[Xapian-devel] indexing and searching of timed events

Fri Jun 6 00:12:06 BST 2008

Michal Fapso wrote:
> I am working on an indexing/search engine for speech and I would like to
> try to use Xapian for that. I have an idea how to do it in Xapian, but I
> am not sure, if it is correct since I have just quickly looked at the
> Xapian code.

Are you aiming for the textual queries and spoken documents, or spoken 
queries and spoken documents?  (Spoken queries and textual documents is 
also probably an interesting case, but from the next paragraph it sounds 
like your documents are definitely spoken.)

> Tokens I need to index:
> Each speech audio record, processed by a speech recognizer is converted
> to an oriented graph of hypotheses. Each hypothesis contains the
> recognized word, start time, end time and confidence score. These
> hypotheses are overlapped in time, so there is generally a bunch of
> hypotheses in each point of time. 
> 
> A simple graph of hypotheses (output of speech recognizer):
> http://www.research.ibm.com/journal/sj/404/brown1.gif

Out of interest, what speech recogniser are you using?  If it's an open 
source one, others here might be interested in collaborating.  Sphinx-4 
is the only open source recogniser I know of, but there may be others 
(I've not looked for them).

> So I suppose that the main thing I need to change in Xapian code is the
> termpos type (in types.h), which is just an unsigned integer. For speech
> indexing I need to change it to a struct containing start time, end time
> and score of recognized words.

If you can possibly work around it, I recommend avoiding changing the 
termpos type - not only will you have to change the type in the header, 
you'll need to modify the code which stores the list of positions to 
store this header.  Currently, this uses quite a bit of compression, 
which you'd probably have to rip out and replace (possibly replacing 
with no compression, but that would make databases quite a bit bigger, 
and correspondingly slower).  It's going to be messy, and there is a 
better way.

The current phrase checking support in xapian works by performing an 
"AND" search for all the terms in the phrase.  Any document which 
doesn't match the AND can't possibly match the phrase, so it is 
immediately discarded.  Any document which does match the AND needs to 
be checked further - at this point, the position lists for the terms in 
the phrase are opened, and searched for any occurrences of the words in 
the correct order.

Xapian's phrase searching, as you've noticed, depends on each term 
having a position specifiable by a single integer.  It then looks for 
occurrences of the words, in increasing order of position, such that the 
difference in the position of the first and last word is less than a 
given window size.  This means that (unless the window size is equal to 
the number of terms), phrases can contain gaps.  This is no good for 
you, if I understand correctly, because you don't want phrases to be 
able to contain gaps.  However the lattices coming out of the recogniser 
don't allow the positions to be numbered such that all possible paths 
involve a difference of 1 between successive words.  Therefore, you do 
indeed need to store different information.

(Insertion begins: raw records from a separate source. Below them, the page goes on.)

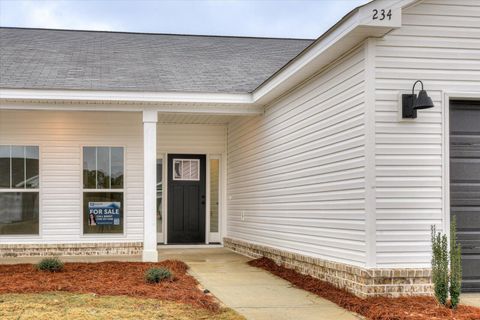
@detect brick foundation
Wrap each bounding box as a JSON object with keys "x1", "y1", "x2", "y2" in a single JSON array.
[
  {"x1": 0, "y1": 242, "x2": 143, "y2": 258},
  {"x1": 224, "y1": 237, "x2": 432, "y2": 298}
]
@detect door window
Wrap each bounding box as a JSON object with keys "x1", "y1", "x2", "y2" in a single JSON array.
[{"x1": 173, "y1": 159, "x2": 200, "y2": 181}]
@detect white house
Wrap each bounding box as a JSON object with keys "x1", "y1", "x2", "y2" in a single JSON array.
[{"x1": 1, "y1": 0, "x2": 479, "y2": 297}]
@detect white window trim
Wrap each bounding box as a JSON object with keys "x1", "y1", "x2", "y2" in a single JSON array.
[
  {"x1": 207, "y1": 154, "x2": 222, "y2": 244},
  {"x1": 160, "y1": 153, "x2": 168, "y2": 243},
  {"x1": 0, "y1": 144, "x2": 41, "y2": 237},
  {"x1": 172, "y1": 158, "x2": 200, "y2": 181},
  {"x1": 442, "y1": 92, "x2": 480, "y2": 241},
  {"x1": 80, "y1": 145, "x2": 127, "y2": 238},
  {"x1": 156, "y1": 156, "x2": 165, "y2": 244},
  {"x1": 160, "y1": 152, "x2": 225, "y2": 245}
]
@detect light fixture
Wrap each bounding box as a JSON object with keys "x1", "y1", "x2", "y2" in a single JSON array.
[{"x1": 402, "y1": 80, "x2": 434, "y2": 119}]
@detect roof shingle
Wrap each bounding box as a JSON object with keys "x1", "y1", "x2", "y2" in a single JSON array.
[{"x1": 0, "y1": 28, "x2": 313, "y2": 93}]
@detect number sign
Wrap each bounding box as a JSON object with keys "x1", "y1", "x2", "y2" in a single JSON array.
[{"x1": 372, "y1": 9, "x2": 392, "y2": 21}]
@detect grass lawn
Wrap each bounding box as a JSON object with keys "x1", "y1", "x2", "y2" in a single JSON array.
[{"x1": 0, "y1": 292, "x2": 245, "y2": 320}]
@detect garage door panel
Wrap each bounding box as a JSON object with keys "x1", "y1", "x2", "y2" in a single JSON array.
[
  {"x1": 462, "y1": 255, "x2": 480, "y2": 293},
  {"x1": 450, "y1": 190, "x2": 480, "y2": 207},
  {"x1": 450, "y1": 160, "x2": 480, "y2": 182},
  {"x1": 451, "y1": 199, "x2": 480, "y2": 208},
  {"x1": 459, "y1": 240, "x2": 480, "y2": 252},
  {"x1": 450, "y1": 106, "x2": 480, "y2": 133},
  {"x1": 450, "y1": 183, "x2": 480, "y2": 197},
  {"x1": 450, "y1": 149, "x2": 480, "y2": 159},
  {"x1": 463, "y1": 256, "x2": 480, "y2": 277},
  {"x1": 452, "y1": 208, "x2": 480, "y2": 231},
  {"x1": 450, "y1": 100, "x2": 480, "y2": 292},
  {"x1": 450, "y1": 136, "x2": 480, "y2": 159}
]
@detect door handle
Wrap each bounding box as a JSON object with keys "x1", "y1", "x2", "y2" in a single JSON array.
[{"x1": 201, "y1": 201, "x2": 205, "y2": 205}]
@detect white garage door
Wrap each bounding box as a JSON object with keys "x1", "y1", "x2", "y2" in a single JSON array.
[{"x1": 450, "y1": 100, "x2": 480, "y2": 292}]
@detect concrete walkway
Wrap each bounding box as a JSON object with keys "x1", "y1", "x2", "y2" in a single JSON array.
[
  {"x1": 461, "y1": 293, "x2": 480, "y2": 308},
  {"x1": 159, "y1": 247, "x2": 359, "y2": 320}
]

However, I believe that all you need to store is the links in the 
network coming out of the recogniser.

One approach to the problem is to implement your own phrase matching. 
Instead of using Xapian's built in support for storing the position 
list, you can store an arbitrary piece of data associated with each 
document.  I would recommend storing this in a value slot (see 
Document::add_value()).  If you store data describing the lattice from 
the recogniser, you should then be able to attempt to find a path 
through the lattice which corresponds to the query.  You can use a 
MatchDecider (or, if you use SVN HEAD on the trunk branch, you can use a 
PostingSource) to perform arbitrary calculations using this data at 
search time, so you can implement whatever check algorithm you need. 
It'll be fiddly, mainly in serialising and unserialising the data, but 
it should be doable without needing to modify any of the Xapian core code.

> Then to be able to search for phrases correctly, I have to change the
> code in ./matcher/phrasepostlist.cc to take start and end time into
> account.
> 
> Please, correct me if I am wrong or if I missed something. I am really
> new to Xapian, so I will be grateful for any hint on this problem
> (tutorial, code snippet, doxygen page, ...).

-- 
Richard